L’un des véhicules d’expression politique est les medias. Il n’est pas exclu que l’activisme médiatique des deux côtés soit le résultat des actions des personnes tapies dans l’ombre qui cherchent soit à tirer les ficelles, soit à préparer les esprits. Sujet de crispation sur l’axe Paris-Yaoundé, à mon sens non. Cependant, c’est une nouvelle donne inscrite dans un contexte puis l’expression d’un changement ou d’une évolution des mentalités surtout au Cameroun. Quoi qu’il en soit, les relations entre les deux pays doivent être interrogées à la lumière de ces pratiques médiatiques qui servent de baromètre politique et diplomatique entre les deux protagonistes. Il apparait qu’une dynamique nouvelle est en cours et rien ne se ferra plus comme avant. Si le rôle du quatrième pouvoir n’est pas absolument central, il peut du moins servir de boussole qui oriente les actions ainsi que les prises de positions.   
Obtenir un visa pour se rendre en France n’est pas chose aisée. Est-ce que le Cameroun peut poser ce problème sur la table à l’occasion de cette visite ?
Je ne pense pas, car en la matière, le Cameroun n’a jamais été particulièrement actif. Mongo Béti disait par exemple que la politique de Biya était celle de « l’édredon », autrement dit celle qui est avare en prises de position face aux questions importantes. Vous savez, la diplomatie camerounaise a sa logique et ses variables. Elle est très souvent orientée de manière à servir l’agenda politique domestique. Elle ne s’embarrasse pas des préoccupations du genre visa ou bien-être des citoyens à l’étranger.

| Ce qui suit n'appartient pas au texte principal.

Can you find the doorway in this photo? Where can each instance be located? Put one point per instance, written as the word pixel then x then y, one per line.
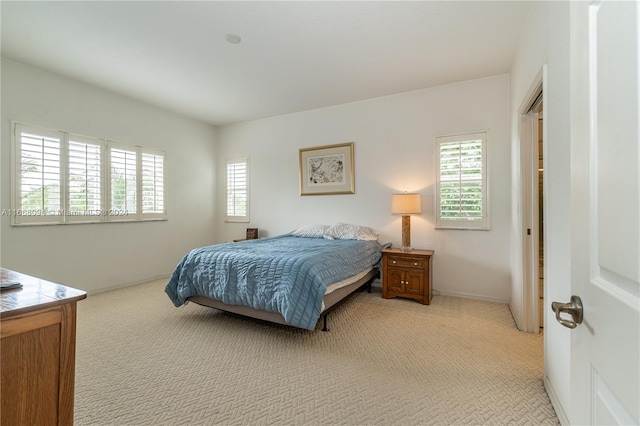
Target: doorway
pixel 533 197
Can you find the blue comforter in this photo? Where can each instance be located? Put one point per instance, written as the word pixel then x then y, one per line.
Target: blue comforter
pixel 284 274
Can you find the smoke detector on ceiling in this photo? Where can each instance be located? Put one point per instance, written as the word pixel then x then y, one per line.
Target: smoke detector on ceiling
pixel 232 38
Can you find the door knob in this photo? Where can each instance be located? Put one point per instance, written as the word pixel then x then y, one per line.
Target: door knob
pixel 573 308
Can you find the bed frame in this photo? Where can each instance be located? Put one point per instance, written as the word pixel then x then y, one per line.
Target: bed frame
pixel 331 300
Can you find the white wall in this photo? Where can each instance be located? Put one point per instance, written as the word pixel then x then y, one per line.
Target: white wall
pixel 545 40
pixel 96 257
pixel 394 140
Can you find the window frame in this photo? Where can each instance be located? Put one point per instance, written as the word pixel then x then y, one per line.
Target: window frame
pixel 484 223
pixel 233 218
pixel 24 216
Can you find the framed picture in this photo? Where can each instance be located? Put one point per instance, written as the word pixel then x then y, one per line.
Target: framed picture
pixel 326 170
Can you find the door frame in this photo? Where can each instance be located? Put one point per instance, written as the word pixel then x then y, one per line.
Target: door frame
pixel 529 203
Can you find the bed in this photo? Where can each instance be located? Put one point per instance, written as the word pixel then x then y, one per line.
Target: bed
pixel 293 279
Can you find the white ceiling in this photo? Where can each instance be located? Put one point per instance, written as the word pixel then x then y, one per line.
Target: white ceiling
pixel 294 56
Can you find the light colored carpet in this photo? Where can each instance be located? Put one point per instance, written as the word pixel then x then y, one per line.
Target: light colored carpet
pixel 141 361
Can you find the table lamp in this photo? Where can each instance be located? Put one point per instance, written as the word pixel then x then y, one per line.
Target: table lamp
pixel 406 204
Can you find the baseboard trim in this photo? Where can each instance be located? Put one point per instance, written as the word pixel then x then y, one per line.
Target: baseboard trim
pixel 129 284
pixel 555 402
pixel 469 296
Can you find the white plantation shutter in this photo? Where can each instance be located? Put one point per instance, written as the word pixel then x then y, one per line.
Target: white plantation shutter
pixel 84 179
pixel 123 164
pixel 461 188
pixel 38 175
pixel 153 182
pixel 61 178
pixel 237 206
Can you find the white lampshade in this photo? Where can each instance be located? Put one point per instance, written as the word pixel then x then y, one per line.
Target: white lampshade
pixel 405 203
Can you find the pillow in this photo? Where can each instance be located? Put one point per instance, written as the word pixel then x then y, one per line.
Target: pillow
pixel 345 231
pixel 311 231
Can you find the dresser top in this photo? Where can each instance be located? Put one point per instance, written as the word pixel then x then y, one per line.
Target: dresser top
pixel 35 294
pixel 415 252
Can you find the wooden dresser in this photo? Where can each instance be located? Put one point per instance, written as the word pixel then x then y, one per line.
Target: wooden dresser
pixel 38 350
pixel 407 274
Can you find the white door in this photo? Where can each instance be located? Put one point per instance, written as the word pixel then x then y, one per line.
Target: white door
pixel 605 198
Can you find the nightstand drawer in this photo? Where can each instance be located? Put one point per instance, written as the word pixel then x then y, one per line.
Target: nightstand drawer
pixel 406 261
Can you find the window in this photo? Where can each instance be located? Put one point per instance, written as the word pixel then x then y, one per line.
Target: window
pixel 62 178
pixel 461 187
pixel 237 190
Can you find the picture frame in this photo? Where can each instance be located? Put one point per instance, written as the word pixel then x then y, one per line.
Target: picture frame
pixel 327 170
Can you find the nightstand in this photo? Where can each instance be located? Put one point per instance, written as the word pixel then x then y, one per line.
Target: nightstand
pixel 407 274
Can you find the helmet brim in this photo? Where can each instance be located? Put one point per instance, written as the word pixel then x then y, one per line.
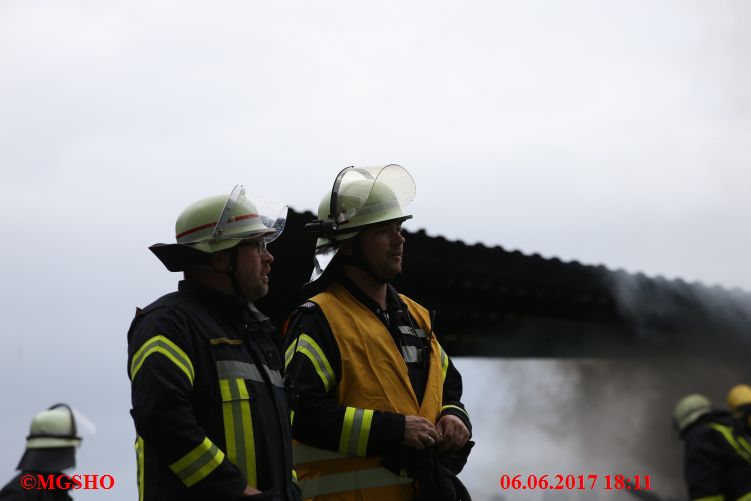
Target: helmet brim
pixel 48 459
pixel 347 233
pixel 179 257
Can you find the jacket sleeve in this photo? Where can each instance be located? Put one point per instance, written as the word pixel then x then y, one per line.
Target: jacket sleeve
pixel 452 394
pixel 313 367
pixel 162 372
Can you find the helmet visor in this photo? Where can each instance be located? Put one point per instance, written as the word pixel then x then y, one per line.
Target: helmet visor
pixel 241 219
pixel 322 259
pixel 359 192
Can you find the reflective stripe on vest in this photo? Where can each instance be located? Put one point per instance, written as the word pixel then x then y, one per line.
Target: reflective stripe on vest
pixel 455 407
pixel 340 482
pixel 726 432
pixel 307 346
pixel 355 431
pixel 198 463
pixel 238 425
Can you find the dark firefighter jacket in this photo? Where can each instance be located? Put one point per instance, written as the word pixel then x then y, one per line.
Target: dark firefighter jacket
pixel 208 402
pixel 325 418
pixel 717 462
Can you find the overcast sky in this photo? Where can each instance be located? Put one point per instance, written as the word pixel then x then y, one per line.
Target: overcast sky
pixel 607 132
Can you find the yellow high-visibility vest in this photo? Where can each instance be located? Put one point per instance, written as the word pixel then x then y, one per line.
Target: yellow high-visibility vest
pixel 374 377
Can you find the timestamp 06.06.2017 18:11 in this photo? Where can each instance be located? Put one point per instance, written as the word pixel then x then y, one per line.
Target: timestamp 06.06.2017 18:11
pixel 576 482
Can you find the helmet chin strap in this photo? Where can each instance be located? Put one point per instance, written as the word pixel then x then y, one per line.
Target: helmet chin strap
pixel 232 272
pixel 358 260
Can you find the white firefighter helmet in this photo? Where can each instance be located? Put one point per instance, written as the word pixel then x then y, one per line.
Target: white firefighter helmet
pixel 360 198
pixel 217 223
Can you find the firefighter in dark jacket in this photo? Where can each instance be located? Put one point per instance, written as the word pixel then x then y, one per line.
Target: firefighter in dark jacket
pixel 717 464
pixel 375 393
pixel 209 406
pixel 54 435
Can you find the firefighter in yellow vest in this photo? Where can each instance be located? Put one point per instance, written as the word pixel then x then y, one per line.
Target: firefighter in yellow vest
pixel 739 401
pixel 717 461
pixel 371 384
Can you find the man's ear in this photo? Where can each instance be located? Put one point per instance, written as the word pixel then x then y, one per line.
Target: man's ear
pixel 220 260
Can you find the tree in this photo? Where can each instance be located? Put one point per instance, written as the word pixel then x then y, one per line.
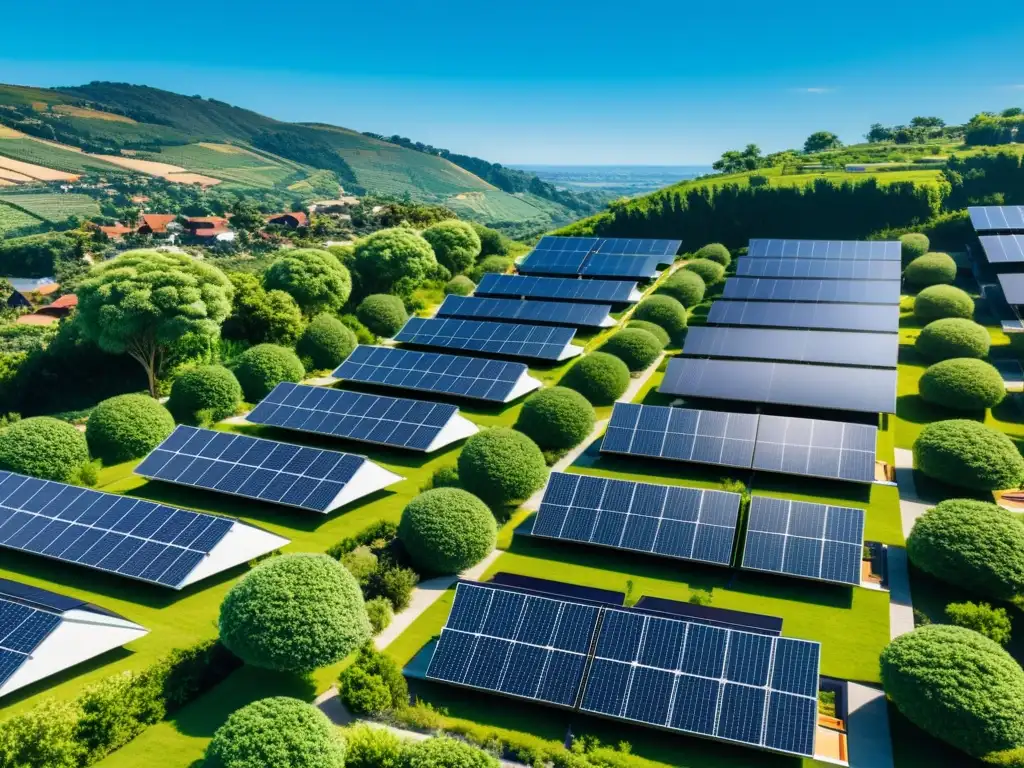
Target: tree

C’est une diplomatie somnambule qui toutefois se réveille souvent en sursaut devant des évidences qui lui tombent dessus.  
Beaucoup de contentieux historiques marquent la relation entre la France et le Cameroun. Est ce qu’aujourd’hui, on peut s’attendre à une relation décomplexifiée, décomplexée, à du gagnant-gagnant ?
Un autre constat : le Cameroun ou plus précisément l’ordre gouvernant est redevable à la France pour avoir souvent volé au secours des régimes successifs lors des luttes indépendantistes, des revendications démocratiques. Cette intervention a contribué à annihiler le danger en apportant son soutien aux régimes parfois honnis par la grande majorité de la population. Ceci dit, ne vous trompez pas d’époque et ne vous laissez pas berner par une vue de l’esprit. En tout état de cause, votre question dévoile une pensée inscrite dans une sorte d’anachronisme. Il est tout d’abord nécessaire de convoquer et de conjurer l’histoire des relations souvent tumultueuses entre les deux pays, en commençant par les revendications nationalistes qui ont été réprimées de façon virulente par l’autorité coloniale française.  Ce sont des pages sombres de notre histoire qu’il importe d’exhumer et d’en parler. C’est une entreprise de longue haleine et de toutes les façons, les esprits ne sont ni préparés ni disposés. En plus, la volonté politique n’y est pas. Enfin, de  quelle relation décomplexifiée, décomplexée parlez-vous  dans un environnement caractérisé par des formes émergentes d’impérialismes toujours plus sophistiquées et plus subtiles ? Permettez-moi de vous dire que nous sommes aujourd’hui curieusement plus dominés que nous ne l’étions sous le système colonial. Il faut éviter les apparences trompeuses. Les firmes multinationales nous dominent et nous exploitent autant sinon plus. Les Grandes puissances nous assujettissent par institutions internationales interposées (FMI, BM, OMC, etc.). La mondialisation à son tour nous expose à toutes sortes d’influences extérieures qui contribuent à réduire notre souveraineté. Il n’y aura pas de partenariat gagnant-gagnant tant que l’Afrique ne sera pas sujet de son histoire.